The "Vase Collection" of the Gregorian Etruscan Museum reopens
The "Vase Collection" of the Gregorian Etruscan Museum reopens

The "Vase Collection" of the Gregorian Etruscan Museum reopens

23 November 2010

From Tuesday 23 November 2010, the Vase Collection of the Gregorian Etruscan Museum will reopen. After five years, the Rooms XIX, XX and XXI, now restored and reorganised, have reopened, enabling visitors to admire, in its integrity, one of the most famous collections of ancient painted vases.
The new arrangement of exhibits was overseen by Maurizio Sannibale, Director of the Gregorian Etruscan Museum. It is a collection which includes ancient ceramic masterpieces, generaly known to the public as they are replicated in illustrations for school and university books, and in studies and exhibition catalogues. During the museum restorations carried out in 1996, it would then have been ill-timed to have made changes to the collection. Now the new display can as intended enhance the Vase Collection, for it is one of the most emblematic sections of the Gregorian Etruscan Museum. First of all, new marble flooring, created with great taste and expertise by the Medici Firm, was laid.

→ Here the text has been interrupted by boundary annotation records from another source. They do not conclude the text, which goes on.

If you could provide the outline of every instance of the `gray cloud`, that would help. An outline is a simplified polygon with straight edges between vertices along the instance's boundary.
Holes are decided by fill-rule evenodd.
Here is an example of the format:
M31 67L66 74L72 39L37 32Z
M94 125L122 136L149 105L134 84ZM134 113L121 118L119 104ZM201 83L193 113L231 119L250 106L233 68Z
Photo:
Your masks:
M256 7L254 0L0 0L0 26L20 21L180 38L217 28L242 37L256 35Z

It reproduces a Roman pattern, reproportioned to the dimensions of the room, which was much in vogue in the eighteenth and at the beginning of the nineteenth century, already displayed in the Chiaramonti Gallery founded by Pius VII.
With regard to the arrangement, the old monotone and anonymous display system was removed, and glass shelves have been replaced by structures composed of various levels. The desired effect aims to present a global view, with points of interest, enabling the more specialised public to have the possibility of studying the objects in detail. The vases are displayed in chronological order, with careful classification of painters and of groups of ancient ceramics. Lastly, a few examples of the orginal elements previously displayed in the room, greatly transformed by the first restoration in 1920-1925, have been retrieved and are once again displayed.